RUDN University chemist created substances that stimulate plant growth

RUDN University chemist created substances that stimulate plant growth

A chemist from RUDN University has obtained biologically active derivatives of ferrocene, which stimulate plant growth by 67% and protect them from herbicides.

Compounds with a ferrocenylalkyl moiety in the molecules are valuable for their biological activity. Derivatives of ferrocene stimulate plant growth, and can also act as antidotes for herbicides, which is important for the environment. Until now, ferrocenyl alkylation (i.e. the reaction of insertion of organic groups into ferrocenyl fragment) was carried out only in acidic medium, usually using quaternary ammonium salts. However, this method is not used widely because of limited scope of compounds which could be synthesized this way.

RUDN University chemist Alexandr Smol’yakov in collaboration with colleagues from INEOS RAS, MIREA, All‐Russian Research Institute of Phytopathology and Kurchatov Institute proved that it is possible to synthesize plant growth regulators by the insertion of heterocyclic azole fragments into ferrocene. For the first time, chemists performed a one‐pot α-ferrocenyl alkylation using acid-sensitive substrates (e.g., imidazole derivatives) in a neutral medium.

The chemists succeeded to synthesize numerous compounds: including nitrogen- or sulphur-containing 2-benzyl-1-(1-ferrocenylethyl)benzimidazole, N-(1-ferrocenylethyl)benzothiazole-2-thion, and N-(α-ferrocenylethyl)benzothiazole-2-thion. They were applied for pre-sowing treatment of corn seeds at dozes of 0.5 g, 1 g, and 10 g per 1 ton of seeds. Each compound, in an amount of 10 mg, was dissolved in either 10 ml of distilled water or 75% ethanol. 15 g of corn seeds were placed in a flask with the solution and shaken manually until the moisture was completely absorbed, and then transferred to Petri dishes, which were kept open for three days.

The treated corn seeds were then held for 7 more days at a temperature of 25 degrees Celsius. After that, the lengths of the sprouts and roots of these seeds were compared with those in the group of seeds that were germinated with distilled water, and another group that was exposed to herbicidal solution.

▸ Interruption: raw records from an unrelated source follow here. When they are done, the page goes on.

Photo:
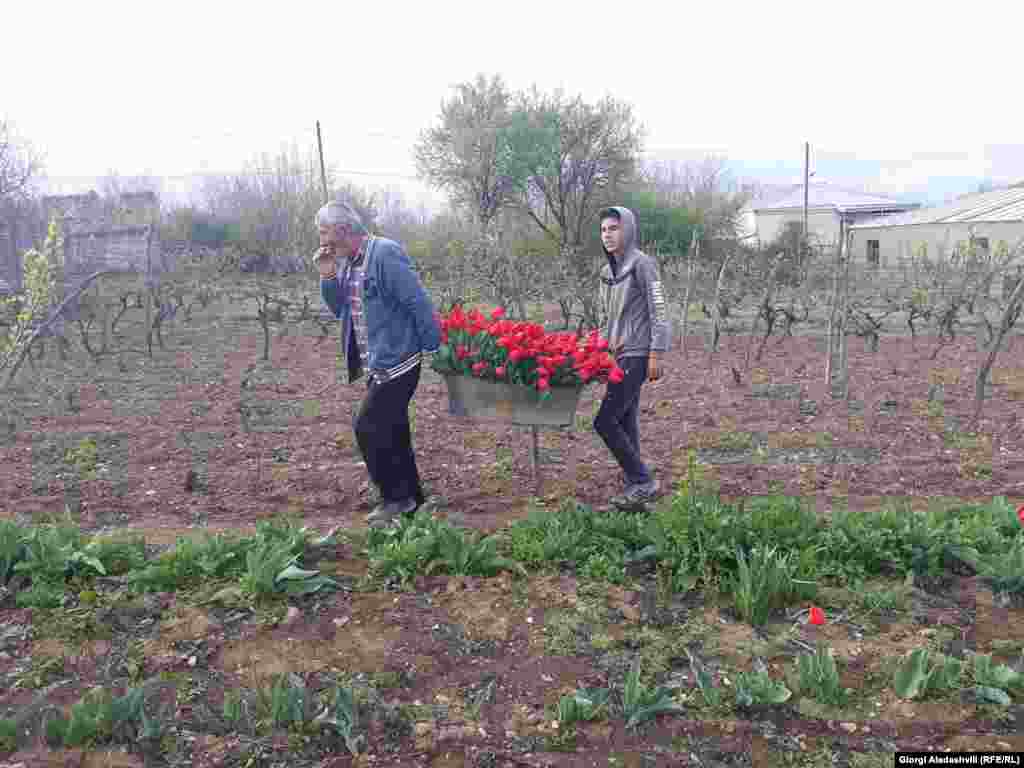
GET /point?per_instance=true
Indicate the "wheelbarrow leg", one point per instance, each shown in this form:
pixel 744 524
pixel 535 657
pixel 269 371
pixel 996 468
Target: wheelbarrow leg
pixel 535 458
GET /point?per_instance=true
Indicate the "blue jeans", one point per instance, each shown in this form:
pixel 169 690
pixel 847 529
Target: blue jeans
pixel 619 420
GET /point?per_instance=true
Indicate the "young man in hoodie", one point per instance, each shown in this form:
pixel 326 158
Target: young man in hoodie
pixel 638 336
pixel 388 322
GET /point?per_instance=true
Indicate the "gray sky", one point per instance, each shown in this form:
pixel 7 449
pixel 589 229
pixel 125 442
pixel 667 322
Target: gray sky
pixel 896 97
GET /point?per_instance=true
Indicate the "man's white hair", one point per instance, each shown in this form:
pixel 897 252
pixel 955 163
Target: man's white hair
pixel 340 214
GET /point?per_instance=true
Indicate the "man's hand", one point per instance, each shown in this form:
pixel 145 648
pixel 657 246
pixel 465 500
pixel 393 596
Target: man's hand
pixel 326 262
pixel 653 367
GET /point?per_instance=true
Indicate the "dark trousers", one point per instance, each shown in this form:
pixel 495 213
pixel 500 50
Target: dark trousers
pixel 385 439
pixel 619 420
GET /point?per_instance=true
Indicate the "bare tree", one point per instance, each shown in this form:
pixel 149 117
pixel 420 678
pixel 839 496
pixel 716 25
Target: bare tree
pixel 19 164
pixel 571 157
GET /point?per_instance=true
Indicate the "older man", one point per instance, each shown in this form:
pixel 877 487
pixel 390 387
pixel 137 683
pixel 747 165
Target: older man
pixel 388 322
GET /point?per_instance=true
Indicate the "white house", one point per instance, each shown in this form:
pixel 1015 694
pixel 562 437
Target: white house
pixel 827 205
pixel 994 221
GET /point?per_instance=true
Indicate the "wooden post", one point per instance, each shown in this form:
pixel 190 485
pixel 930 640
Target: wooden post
pixel 148 293
pixel 320 145
pixel 535 454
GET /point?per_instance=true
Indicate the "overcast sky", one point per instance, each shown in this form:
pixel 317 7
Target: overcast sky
pixel 898 97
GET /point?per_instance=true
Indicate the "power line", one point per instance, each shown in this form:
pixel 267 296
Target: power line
pixel 258 172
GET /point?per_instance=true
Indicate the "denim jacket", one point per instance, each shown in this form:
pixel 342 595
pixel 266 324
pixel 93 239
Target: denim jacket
pixel 399 315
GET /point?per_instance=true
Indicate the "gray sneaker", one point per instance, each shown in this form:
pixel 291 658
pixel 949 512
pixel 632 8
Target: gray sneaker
pixel 636 496
pixel 388 512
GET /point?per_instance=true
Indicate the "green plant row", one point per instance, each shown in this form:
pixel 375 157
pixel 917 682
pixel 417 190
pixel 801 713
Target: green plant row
pixel 142 716
pixel 58 555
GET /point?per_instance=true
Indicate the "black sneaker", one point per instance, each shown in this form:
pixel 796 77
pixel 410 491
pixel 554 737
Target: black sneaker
pixel 389 512
pixel 636 496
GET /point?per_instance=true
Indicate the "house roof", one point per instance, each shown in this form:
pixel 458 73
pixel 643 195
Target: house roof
pixel 829 196
pixel 1001 205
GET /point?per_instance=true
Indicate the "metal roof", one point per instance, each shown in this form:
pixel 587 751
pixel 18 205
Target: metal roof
pixel 825 195
pixel 1001 205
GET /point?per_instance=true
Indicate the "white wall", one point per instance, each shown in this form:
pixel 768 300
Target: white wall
pixel 821 223
pixel 901 242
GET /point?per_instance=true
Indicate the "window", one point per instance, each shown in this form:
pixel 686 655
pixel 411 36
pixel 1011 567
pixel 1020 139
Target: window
pixel 872 252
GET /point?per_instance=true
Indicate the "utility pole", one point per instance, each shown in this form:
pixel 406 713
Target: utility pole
pixel 807 172
pixel 320 146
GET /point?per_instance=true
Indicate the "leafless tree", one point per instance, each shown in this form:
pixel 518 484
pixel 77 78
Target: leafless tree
pixel 19 164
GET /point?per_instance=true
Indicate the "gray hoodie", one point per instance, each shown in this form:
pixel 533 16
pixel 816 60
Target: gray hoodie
pixel 631 294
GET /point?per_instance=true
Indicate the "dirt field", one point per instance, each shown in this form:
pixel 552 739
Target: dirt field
pixel 476 665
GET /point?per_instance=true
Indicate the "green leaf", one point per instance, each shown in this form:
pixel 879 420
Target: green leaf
pixel 993 695
pixel 911 677
pixel 295 572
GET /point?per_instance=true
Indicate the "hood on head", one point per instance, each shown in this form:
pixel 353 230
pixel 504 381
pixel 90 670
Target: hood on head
pixel 628 221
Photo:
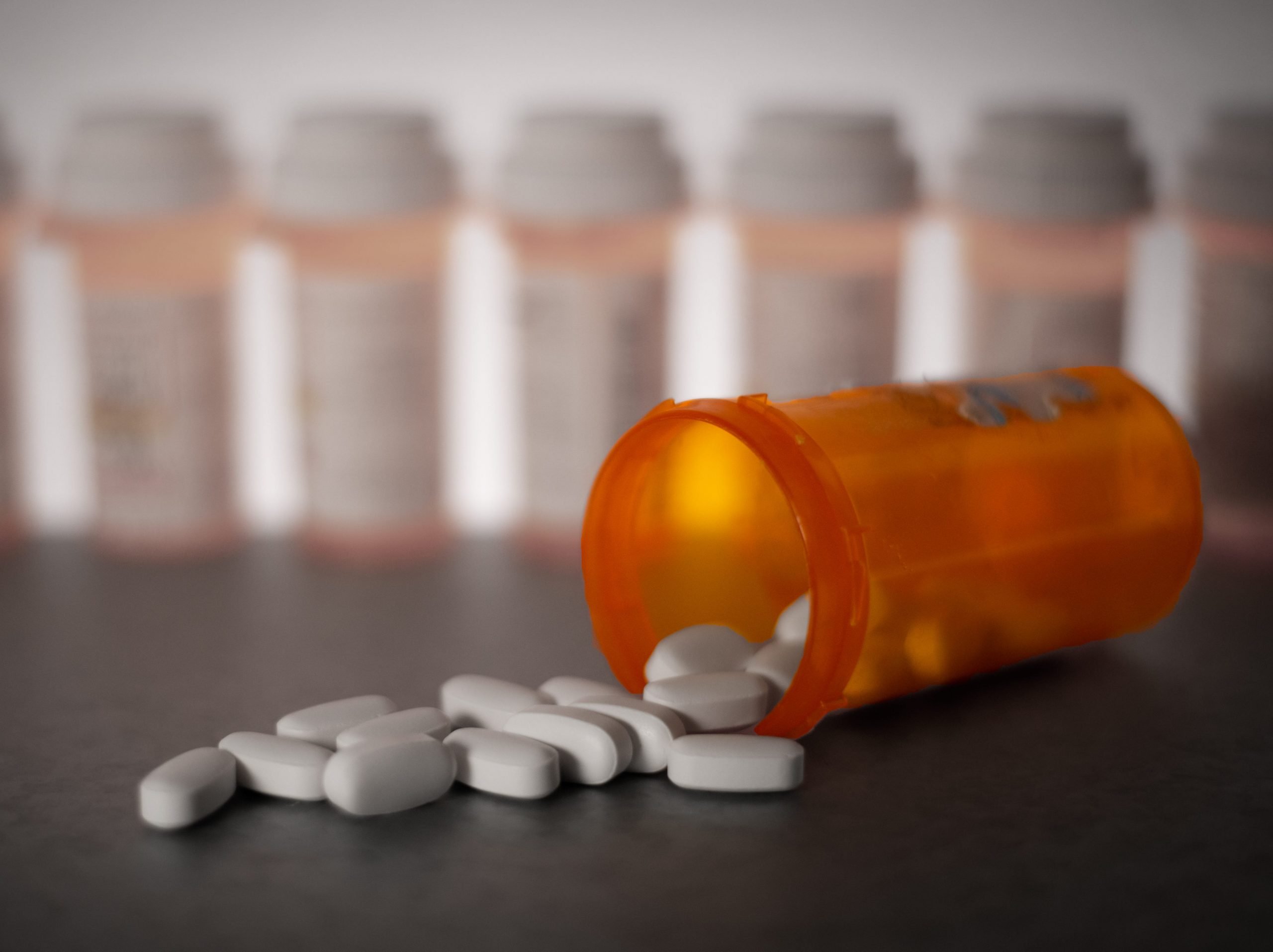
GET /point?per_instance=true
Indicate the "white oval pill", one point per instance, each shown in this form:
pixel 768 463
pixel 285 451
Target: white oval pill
pixel 389 775
pixel 476 700
pixel 322 722
pixel 592 749
pixel 777 662
pixel 652 728
pixel 186 788
pixel 280 766
pixel 794 623
pixel 736 763
pixel 511 765
pixel 400 723
pixel 697 651
pixel 567 689
pixel 725 700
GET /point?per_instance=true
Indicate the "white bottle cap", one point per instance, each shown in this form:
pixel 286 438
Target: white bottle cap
pixel 1053 165
pixel 131 162
pixel 824 163
pixel 342 165
pixel 9 184
pixel 1231 176
pixel 571 166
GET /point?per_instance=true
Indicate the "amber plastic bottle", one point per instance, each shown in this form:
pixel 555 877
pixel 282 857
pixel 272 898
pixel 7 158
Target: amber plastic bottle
pixel 1230 213
pixel 590 203
pixel 1046 205
pixel 363 203
pixel 944 530
pixel 823 201
pixel 147 203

It turned out that the corn seeds treated with the compounds obtained during the research, produced sprouts with sizes 37-67% longer than those that did not undergo the treatment.

The obtained ferrocene derivatives of biomolecules are characterised by stability and low toxicity. Therefore, they can be widely used in agriculture. In particular, the compounds are effective as protection against a widely used herbicide from Zinger. The chemists have developed a technique for the creation of an environmentally friendly, low-toxic, and inexpensive preparation that increases crop productivity.

The article was published in the journal Applied Organometallic Chemistry.